Elon Musk’s reduced bare-bones Twitter operation 

Twitter is down to the bare bones under Elon Musk’s leadership, The New York Times reported.

Musk has taken drastic steps to stabilize Twitter’s finances since the billionaire bought the social media platform for $44 billion

Over the past few weeks, Twitter had stopped paying millions of dollars in rent and services, and Musk had told his subordinates to renegotiate those agreements or simply end them.

The company has stopped paying rent at its Seattle office, leading it to face eviction, two people familiar with the matter said. Janitorial and security services have been cut, and in some cases, employees have resorted to bringing their own toilet paper to the office.

Speaking on a live forum on Twitter last week, Musk compared the company to a “plane that is headed towards the ground at high speed with the engines on fire and the controls don’t work.” 

Musk said that he has been cutting costs because Twitter was on track to have a “negative cash flow situation” of about $3 billion in 2023, citing a depressed advertising environment and increased costs, like the debt payments.

Since early November, Musk has tried to save about $500 million in non-labor costs. 

He has also made drastic cuts to labor itself, laying off or firing nearly 75 percent of the company’s workforce since he took over. 

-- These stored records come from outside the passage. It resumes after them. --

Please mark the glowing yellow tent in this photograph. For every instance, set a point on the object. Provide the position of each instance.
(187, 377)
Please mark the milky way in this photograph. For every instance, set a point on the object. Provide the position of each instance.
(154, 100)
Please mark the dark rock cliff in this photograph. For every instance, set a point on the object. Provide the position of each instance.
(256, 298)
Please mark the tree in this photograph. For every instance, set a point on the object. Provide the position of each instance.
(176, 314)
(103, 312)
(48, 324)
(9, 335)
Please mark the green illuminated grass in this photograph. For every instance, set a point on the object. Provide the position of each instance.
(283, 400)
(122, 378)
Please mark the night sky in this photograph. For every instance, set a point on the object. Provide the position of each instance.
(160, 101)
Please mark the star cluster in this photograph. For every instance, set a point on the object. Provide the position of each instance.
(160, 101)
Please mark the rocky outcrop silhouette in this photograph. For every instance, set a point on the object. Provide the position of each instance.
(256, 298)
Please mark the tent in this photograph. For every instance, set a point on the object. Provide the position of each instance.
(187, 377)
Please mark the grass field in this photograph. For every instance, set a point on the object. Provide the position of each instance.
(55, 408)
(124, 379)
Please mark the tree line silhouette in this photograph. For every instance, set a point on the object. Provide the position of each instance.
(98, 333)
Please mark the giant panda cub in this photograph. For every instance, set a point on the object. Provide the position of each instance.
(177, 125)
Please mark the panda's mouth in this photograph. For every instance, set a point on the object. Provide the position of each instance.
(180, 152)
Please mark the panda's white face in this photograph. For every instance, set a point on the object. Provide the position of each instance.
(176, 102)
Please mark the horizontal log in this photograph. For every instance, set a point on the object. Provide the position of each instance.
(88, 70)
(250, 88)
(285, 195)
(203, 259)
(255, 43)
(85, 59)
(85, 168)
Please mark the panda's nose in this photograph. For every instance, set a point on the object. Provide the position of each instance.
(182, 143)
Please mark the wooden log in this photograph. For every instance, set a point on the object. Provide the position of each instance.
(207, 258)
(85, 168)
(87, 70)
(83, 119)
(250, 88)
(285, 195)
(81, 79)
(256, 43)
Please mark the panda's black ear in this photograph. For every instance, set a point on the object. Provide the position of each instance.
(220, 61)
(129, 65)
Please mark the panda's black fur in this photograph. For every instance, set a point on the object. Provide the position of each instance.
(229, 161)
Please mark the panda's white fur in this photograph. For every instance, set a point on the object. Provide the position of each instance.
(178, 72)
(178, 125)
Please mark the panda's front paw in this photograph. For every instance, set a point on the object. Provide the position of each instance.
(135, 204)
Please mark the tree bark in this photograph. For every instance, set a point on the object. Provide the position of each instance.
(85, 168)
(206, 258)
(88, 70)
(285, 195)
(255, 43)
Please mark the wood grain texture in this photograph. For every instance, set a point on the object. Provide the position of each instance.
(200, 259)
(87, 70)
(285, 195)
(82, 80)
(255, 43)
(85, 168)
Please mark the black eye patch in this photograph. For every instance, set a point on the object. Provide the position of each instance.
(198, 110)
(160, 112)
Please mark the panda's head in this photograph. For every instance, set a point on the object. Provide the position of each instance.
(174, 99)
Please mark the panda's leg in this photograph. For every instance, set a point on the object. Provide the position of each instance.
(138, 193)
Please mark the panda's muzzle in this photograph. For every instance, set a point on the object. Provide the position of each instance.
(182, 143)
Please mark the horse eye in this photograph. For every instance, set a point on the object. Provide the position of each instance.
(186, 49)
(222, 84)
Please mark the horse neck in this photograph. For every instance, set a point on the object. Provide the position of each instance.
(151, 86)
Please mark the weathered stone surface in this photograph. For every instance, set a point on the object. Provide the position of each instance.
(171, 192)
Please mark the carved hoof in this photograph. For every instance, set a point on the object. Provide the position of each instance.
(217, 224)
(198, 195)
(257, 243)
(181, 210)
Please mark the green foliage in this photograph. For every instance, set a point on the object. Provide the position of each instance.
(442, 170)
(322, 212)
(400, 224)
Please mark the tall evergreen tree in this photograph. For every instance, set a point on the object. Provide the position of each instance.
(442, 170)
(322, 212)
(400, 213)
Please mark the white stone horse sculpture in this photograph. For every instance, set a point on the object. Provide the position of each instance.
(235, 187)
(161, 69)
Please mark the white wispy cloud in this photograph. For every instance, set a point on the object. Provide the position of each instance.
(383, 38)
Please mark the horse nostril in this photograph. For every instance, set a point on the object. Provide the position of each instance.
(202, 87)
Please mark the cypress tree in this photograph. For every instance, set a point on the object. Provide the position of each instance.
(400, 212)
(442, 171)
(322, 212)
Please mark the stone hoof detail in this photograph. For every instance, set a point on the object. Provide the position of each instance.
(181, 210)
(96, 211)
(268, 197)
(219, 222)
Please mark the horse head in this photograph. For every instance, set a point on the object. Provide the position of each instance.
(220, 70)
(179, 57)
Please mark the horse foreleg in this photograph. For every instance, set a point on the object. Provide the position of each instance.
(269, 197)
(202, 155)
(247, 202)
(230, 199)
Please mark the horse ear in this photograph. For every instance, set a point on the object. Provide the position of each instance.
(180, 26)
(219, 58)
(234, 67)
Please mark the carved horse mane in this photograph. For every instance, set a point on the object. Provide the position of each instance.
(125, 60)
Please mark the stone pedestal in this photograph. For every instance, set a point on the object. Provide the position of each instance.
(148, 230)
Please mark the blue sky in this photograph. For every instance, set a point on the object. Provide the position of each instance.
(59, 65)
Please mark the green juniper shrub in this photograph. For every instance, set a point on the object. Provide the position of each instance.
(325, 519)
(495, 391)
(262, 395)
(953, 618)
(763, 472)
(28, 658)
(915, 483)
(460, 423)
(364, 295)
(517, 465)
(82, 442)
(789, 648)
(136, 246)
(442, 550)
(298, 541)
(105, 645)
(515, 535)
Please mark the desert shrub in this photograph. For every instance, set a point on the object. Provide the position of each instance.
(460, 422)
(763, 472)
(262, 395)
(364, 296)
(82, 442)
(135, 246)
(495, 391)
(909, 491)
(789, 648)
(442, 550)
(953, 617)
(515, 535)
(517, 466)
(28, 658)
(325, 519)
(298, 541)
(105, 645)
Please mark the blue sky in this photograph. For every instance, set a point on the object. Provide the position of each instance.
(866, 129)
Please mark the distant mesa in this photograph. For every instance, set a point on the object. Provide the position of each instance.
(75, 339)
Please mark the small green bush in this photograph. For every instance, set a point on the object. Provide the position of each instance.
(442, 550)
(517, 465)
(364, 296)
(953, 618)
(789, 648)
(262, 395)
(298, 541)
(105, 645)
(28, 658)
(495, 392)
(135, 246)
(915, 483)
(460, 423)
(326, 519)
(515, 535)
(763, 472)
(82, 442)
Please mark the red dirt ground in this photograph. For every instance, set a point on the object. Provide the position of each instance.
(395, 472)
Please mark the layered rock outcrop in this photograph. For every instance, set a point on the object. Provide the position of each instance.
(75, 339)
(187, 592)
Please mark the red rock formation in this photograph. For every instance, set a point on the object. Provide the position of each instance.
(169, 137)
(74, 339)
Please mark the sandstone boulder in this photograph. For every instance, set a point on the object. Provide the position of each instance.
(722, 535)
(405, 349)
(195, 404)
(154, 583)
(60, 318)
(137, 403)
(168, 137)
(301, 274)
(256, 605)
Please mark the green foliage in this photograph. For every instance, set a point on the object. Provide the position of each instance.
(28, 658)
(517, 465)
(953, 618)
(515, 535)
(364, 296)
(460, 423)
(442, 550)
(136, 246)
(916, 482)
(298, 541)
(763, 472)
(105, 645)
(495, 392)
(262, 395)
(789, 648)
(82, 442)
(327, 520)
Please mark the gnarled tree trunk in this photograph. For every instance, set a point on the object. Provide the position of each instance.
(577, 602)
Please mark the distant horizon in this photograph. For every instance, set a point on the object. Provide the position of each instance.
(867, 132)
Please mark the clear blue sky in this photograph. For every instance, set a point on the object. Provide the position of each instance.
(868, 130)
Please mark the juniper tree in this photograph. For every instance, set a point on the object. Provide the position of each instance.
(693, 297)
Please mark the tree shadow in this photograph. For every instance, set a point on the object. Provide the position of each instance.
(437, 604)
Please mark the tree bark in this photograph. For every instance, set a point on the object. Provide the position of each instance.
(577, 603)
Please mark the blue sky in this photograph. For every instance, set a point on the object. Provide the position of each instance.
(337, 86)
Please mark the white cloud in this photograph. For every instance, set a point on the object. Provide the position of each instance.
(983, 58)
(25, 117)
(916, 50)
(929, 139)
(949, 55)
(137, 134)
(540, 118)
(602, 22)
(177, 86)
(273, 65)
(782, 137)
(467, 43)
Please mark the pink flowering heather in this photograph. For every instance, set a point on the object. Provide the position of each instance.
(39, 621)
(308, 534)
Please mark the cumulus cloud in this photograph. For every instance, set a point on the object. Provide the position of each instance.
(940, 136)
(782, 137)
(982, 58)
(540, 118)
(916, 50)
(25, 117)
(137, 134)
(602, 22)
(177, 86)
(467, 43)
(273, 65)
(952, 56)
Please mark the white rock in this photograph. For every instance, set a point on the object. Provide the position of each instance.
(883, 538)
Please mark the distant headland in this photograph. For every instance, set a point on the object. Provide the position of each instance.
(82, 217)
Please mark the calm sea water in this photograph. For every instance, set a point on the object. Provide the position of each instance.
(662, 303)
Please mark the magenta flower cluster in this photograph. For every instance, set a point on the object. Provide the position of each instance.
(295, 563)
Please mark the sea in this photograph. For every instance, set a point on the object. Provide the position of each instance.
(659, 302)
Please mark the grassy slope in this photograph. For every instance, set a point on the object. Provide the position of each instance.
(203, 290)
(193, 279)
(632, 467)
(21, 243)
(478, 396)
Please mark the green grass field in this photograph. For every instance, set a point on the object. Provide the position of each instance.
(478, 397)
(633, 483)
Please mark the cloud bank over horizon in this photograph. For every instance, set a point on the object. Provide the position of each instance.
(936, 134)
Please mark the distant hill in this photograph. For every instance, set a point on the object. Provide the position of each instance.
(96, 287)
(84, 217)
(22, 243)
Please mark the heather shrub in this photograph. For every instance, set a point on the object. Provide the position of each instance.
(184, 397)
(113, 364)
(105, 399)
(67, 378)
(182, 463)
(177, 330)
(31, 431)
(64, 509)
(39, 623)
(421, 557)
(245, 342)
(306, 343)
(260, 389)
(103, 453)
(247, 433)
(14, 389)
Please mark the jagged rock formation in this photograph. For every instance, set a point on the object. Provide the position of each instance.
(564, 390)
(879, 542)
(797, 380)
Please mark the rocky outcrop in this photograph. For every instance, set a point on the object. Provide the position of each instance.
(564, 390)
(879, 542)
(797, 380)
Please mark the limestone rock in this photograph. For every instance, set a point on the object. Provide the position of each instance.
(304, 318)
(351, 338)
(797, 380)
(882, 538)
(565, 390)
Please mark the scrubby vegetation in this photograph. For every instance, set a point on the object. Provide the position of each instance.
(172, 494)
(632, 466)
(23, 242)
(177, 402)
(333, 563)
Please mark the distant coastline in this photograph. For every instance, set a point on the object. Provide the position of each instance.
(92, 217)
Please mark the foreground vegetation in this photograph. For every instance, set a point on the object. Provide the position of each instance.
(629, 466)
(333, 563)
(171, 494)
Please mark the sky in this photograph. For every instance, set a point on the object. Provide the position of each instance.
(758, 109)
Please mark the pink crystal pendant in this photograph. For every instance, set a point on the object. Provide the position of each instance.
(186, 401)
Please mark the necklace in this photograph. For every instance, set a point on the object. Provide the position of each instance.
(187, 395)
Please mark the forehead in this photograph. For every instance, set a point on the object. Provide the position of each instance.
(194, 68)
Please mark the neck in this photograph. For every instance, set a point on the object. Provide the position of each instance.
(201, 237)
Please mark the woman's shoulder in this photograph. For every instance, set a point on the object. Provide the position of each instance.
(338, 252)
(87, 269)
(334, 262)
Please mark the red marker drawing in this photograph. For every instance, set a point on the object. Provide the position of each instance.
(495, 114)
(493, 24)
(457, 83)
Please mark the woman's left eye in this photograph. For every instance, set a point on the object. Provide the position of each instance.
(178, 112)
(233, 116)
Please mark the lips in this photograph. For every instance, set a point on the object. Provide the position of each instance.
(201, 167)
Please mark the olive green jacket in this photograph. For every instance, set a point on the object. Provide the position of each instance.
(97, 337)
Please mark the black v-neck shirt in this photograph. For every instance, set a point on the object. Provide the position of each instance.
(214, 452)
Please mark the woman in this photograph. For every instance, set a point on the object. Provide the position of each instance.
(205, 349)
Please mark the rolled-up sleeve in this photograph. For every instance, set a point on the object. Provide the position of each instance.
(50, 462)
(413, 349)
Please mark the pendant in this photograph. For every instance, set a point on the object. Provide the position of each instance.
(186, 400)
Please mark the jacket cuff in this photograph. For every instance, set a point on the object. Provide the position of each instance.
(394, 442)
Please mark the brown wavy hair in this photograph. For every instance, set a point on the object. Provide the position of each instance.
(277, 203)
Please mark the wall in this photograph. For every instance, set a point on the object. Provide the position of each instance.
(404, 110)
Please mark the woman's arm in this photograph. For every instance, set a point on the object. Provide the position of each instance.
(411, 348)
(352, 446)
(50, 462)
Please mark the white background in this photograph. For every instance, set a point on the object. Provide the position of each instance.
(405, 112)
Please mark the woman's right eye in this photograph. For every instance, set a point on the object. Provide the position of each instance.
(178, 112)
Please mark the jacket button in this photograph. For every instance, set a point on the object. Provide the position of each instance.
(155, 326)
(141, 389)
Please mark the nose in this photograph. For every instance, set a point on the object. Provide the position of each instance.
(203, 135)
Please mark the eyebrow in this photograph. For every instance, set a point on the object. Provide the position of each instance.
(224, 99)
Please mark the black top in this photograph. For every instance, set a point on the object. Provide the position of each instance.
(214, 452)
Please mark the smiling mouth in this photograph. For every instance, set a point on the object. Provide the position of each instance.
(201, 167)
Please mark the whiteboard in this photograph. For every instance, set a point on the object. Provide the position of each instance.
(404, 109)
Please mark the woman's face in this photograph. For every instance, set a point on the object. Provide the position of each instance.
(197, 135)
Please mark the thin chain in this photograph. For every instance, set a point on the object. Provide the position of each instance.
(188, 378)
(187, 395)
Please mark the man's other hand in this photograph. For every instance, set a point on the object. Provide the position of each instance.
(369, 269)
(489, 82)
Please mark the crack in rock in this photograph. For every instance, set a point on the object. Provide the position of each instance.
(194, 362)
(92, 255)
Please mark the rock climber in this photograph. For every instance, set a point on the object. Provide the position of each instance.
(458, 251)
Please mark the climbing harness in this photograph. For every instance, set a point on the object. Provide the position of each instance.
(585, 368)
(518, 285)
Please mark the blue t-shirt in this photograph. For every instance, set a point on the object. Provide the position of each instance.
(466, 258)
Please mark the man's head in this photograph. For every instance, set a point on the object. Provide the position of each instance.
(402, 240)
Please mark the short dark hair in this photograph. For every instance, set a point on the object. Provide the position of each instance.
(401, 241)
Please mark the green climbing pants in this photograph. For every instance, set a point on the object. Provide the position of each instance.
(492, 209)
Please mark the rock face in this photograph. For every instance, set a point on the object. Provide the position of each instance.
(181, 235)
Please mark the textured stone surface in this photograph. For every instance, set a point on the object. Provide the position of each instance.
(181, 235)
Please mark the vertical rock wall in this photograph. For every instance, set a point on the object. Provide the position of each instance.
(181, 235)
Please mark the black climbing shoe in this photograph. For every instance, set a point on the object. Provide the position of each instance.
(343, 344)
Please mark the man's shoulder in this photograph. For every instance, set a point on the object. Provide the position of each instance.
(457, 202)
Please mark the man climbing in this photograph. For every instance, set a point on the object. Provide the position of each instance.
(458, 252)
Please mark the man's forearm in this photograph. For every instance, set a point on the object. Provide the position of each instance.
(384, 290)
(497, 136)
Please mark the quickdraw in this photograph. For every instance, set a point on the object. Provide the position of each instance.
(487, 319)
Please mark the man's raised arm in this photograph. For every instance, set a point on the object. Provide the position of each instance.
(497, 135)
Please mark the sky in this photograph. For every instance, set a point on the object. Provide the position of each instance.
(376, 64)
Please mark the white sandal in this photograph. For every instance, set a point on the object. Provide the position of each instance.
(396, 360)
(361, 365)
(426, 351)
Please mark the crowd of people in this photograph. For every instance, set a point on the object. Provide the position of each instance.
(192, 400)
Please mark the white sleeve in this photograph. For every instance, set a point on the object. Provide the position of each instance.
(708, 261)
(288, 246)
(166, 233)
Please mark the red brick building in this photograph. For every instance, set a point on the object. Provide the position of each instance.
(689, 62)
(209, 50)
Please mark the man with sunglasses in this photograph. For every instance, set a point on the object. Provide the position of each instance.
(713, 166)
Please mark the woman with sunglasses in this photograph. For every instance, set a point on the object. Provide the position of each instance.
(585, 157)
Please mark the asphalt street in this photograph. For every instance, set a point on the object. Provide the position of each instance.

Cuts include shutting down the data center. On Christmas Eve, Twitter staff members flew to Sacramento where one of Twitter’s three main computing storage facilities is located. They were tasked with disconnecting servers that had kept Twitter running smoothly. 

Those cuts may be yielding consequences. 

Users around the world are reporting service interruptions with Twitter, including being logged out or seeing error messages on the site. Twitter has not explained what caused the temporary outage. 

But those familiar company’s infrastructure said that if the Sacramento data facility had still been up and running, it could have helped alleviate the problem by providing backup computing capacity when other data centers failed.